In the first week of September, Col. Roy L. Dalferes, a Regular Army officer, replaced Colonel Keegan who was redeployed, although officers, particularly military government officers, were not then eligible. On the 11th, Eisenhower wrote to Patton:
I know certain field commanders have felt modifications to this policy [denazification] could be made. That question had long since been decided. We will not compromise with Nazism in any way. I wish you would make sure that all your subordinate commanders realize that the discussional stage of this question is long past and any expressed opposition to the faithful execution of the order cannot be regarded leniently by me.

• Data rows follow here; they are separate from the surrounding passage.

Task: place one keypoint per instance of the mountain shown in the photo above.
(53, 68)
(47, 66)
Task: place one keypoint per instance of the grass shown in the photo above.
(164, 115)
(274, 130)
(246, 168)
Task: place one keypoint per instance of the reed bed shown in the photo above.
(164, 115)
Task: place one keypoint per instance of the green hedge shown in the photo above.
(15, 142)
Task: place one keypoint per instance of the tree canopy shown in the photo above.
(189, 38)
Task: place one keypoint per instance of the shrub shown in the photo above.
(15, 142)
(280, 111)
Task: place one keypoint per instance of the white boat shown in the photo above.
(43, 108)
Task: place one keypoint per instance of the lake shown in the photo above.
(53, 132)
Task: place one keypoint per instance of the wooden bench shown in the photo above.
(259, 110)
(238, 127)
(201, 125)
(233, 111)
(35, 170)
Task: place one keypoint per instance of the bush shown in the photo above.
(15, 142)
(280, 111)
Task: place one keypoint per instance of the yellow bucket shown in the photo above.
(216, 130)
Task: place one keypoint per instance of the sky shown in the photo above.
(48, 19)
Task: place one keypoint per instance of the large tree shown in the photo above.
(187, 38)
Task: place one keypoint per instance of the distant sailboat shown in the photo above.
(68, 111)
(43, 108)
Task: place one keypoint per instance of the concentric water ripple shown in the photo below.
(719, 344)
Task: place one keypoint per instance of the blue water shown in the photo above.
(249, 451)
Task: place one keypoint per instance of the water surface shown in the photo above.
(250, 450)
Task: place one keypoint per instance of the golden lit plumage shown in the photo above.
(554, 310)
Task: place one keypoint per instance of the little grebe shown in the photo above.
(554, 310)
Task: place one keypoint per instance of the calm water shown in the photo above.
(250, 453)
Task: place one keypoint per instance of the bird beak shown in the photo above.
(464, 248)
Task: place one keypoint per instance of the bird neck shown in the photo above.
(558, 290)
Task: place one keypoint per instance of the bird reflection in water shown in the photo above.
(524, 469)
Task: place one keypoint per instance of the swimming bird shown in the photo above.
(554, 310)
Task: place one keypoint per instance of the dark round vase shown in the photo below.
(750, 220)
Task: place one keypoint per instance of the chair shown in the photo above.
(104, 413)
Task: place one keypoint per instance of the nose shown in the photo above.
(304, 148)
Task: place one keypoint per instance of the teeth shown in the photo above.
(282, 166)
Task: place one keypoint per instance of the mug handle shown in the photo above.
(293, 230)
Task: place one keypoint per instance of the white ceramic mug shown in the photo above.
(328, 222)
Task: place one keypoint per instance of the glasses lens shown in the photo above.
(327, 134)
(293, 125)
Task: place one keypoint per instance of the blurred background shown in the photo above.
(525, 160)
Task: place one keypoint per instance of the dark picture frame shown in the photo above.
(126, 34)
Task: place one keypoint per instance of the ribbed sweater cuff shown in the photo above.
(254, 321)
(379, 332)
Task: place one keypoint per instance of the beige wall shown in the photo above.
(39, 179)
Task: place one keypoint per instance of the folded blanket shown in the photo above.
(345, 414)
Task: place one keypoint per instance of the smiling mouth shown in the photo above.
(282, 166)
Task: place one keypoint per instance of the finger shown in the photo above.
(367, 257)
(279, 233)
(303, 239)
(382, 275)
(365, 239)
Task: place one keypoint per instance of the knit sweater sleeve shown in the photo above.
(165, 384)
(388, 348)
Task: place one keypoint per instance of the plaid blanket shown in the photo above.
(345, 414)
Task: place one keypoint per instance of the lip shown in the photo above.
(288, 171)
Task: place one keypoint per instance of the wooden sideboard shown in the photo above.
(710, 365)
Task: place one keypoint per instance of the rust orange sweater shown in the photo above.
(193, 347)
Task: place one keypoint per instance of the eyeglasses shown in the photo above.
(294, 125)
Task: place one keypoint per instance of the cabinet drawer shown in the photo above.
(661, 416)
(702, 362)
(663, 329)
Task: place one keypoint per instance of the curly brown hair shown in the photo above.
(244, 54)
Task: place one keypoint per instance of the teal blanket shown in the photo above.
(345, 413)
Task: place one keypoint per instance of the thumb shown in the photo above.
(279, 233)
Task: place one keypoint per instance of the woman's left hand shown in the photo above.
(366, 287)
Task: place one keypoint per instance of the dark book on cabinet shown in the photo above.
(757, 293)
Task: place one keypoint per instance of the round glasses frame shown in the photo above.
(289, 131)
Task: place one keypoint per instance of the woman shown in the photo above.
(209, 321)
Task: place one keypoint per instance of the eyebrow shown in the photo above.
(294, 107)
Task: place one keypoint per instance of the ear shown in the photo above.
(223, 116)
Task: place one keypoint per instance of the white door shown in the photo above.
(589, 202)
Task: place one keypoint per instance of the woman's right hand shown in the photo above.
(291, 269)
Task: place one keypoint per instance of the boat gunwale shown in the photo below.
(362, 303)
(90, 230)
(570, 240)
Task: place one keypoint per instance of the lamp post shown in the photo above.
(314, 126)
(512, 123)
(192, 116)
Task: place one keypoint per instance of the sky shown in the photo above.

I expect just as loyal service in execution of this and other policies applying to the German occupation as I received during the war.28

Schaeffer by this time remained in office primarily because nobody could decide how to get him out. Although military government had the power, he was too prominent a figure to be dismissed arbitrarily. Besides, dismissal appeared to be exactly what he wanted, in order to sustain a future political reputation as a man who had refused to kowtow to the Americans.29 Like Oppenhoff in Aachen, Schaeffer was the kind of German with whom Americans were least prepared to deal. An organizer and good administrator and not a Nazi by any existing definition he was the sort of man they had believed they could use best. Yet the longer they observed him, the less he looked like a proponent of democracy. In the 1920s, he had belonged to the right wing of the already conservative Bavarian Peoples' party and, in at least one speech, had described the Nazis as "saviors of our Fatherland." 30 He had been at odds with the Nazis throughout their years in power and had ended up behind the barbed wire at Dachau, but his political outlook had not changed. Protesting his antinazism, he persisted in surrounding himself with men whose backgrounds were more doubtful than his own. A check in September disclosed sixteen officials still working in the Office of Food and Agriculture whose removal had been ordered the month before. 31  By mid-September the best the Americans could hope for from Schaeffer was that he would resign; and on the 16th, Clay announced without regret that he had, although the announcement turned out to be premature.32

Quite probably, Schaeffer actually would have "resigned" by the end of the month and thereafter the denazification

[385]


controversy would have simmered more or less quietly had not USFET at mid-month lifted a wartime censorship prohibition on directly quoting general officers. On 21 September General Adcock, theater G-5, and his chief civilian adviser, Dr. Walter L. Dorn, with an interested following of newspaper reporters, went to Munich to have a personal look at the Bavarian government. On the 22d, talking to the reporters about his views on denazification, General Patton said, "The Nazi thing is just like a Democrat-Republican election fight." 33  The next day his words appeared in newspapers across the United States along with editorial comment questioning both his understanding of what the war had been about and the Army's ability to conduct military government. On the 28th, Schaeffer resigned or was dismissed; no one seemed to know, or want to say, which.34  Dr. Wilhelm Hoegner, one of two Social Democrats in the cabinet, replaced him. In Frankfurt, Eisenhower conferred with Patton for two hours on the 28th, afterward declining to comment to reporters on what they had said.35

Several days later, Lt. Gen. Lucian K. Truscott stopped on the way from Italy to the United States to pay his respects to Eisenhower. At his next stop, Paris, Eisenhower called him back to Frankfurt, and on 5 October, Truscott took command of Third Army and the Eastern Military District. Patton became President of the General Board, USFET. In his first press conference a week later, Truscott told the reporters, "I have left too many white crosses across North Africa, Italy, and France and I have seen too many young men wounded and maimed not to be in complete sympathy with any policy that designs to eradicate, root and branch, the evil force, Nazism, that loosed this holocaust on the world." 36

Though perhaps for reasons more immediate than those Truscott gave, something like a root-and-branch eradication of nazism was in fact beginning in the US zone. In the midst of the Patton and Schaeffer affairs, on 24 September, Clay told the US Group Control Council staff that he was dissatisfied with the progress in denazification and that "A decision has been made that we are going to denazify all phases of German life." 37 Two days later, before any but the regional military government detachments had even gotten the news, the radio and newspapers announced Military Government Law No. 8, which prohibited employment of Nazi party members in business in any capacity other than common labor.38 The law applied not only to executives and managers but also to private owners, including owner-operators such as grocers, barbers, bakers, and butchers.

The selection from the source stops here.